LONG LIFE DESIGN 2 祈りのデザイン展 -47都道府県の民藝的な現代デザイン-

会 期 2020年12月 4日(金) - 2021年2月 8日(月)
時 間 12:00〜20:00(最終入館19:30)※水曜休。1/1〜1/7休館、1/8より営業。
場 所 d47 MUSEUM(03-6427-2301)
料 金 入場料:ドネーション形式(会場受付)
事前申込 不要
※2020/12/31は〜18:00まで(最終入館17:30)。2021/1/1〜1/7休館。1/8より営業。
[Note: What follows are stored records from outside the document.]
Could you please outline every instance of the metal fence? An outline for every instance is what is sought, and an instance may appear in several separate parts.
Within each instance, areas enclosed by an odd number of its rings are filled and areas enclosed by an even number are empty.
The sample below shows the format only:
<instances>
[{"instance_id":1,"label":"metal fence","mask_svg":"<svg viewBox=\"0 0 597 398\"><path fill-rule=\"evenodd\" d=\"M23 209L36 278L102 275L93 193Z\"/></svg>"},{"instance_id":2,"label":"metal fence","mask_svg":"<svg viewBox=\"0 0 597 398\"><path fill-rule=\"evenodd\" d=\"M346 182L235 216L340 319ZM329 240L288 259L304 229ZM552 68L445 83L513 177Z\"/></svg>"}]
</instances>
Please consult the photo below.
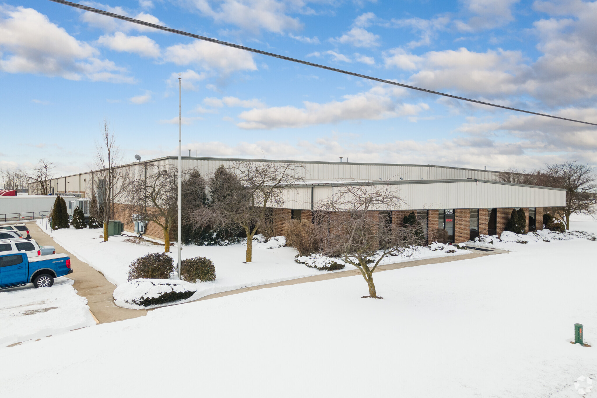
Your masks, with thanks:
<instances>
[{"instance_id":1,"label":"metal fence","mask_svg":"<svg viewBox=\"0 0 597 398\"><path fill-rule=\"evenodd\" d=\"M51 211L32 211L29 213L8 213L7 214L0 214L0 223L6 221L23 221L28 220L40 220L41 218L47 218L52 213Z\"/></svg>"}]
</instances>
ナガオカケンメイのディレクションによるLONG LIFE DESIGN展 第2回。

47都道府県の民藝的な現代デザインから、未来のものづくりのあるべき姿を探る

 

d47 MUSEUMでは2012年の開館以来、伝統工芸から若い世代によるクリエイション、観光や食文化まで、様々なテーマで47都道府県の個性を紹介してきました。

この「LONG LIFE DESIGN」展は2年毎に企画する、これからの未来のデザインを考える展覧会シリーズです。第一回は「健やかなデザイン」をキーワードに2018年に開催しました。

 

第二回となる今回のキーワードは「祈りのデザイン」。

民藝運動とは、デザイン論である前に、宗教的な美学です。「作為的ではなく」「祈るような澄んだ心」で一点ものの芸術作品ではない「適度に量産された」ものに宿る「美しさ」。そうした本来の民藝運動にあることを感じられる、ものや食品、ランドスケープなどを47都道府県から1つずつ展示します。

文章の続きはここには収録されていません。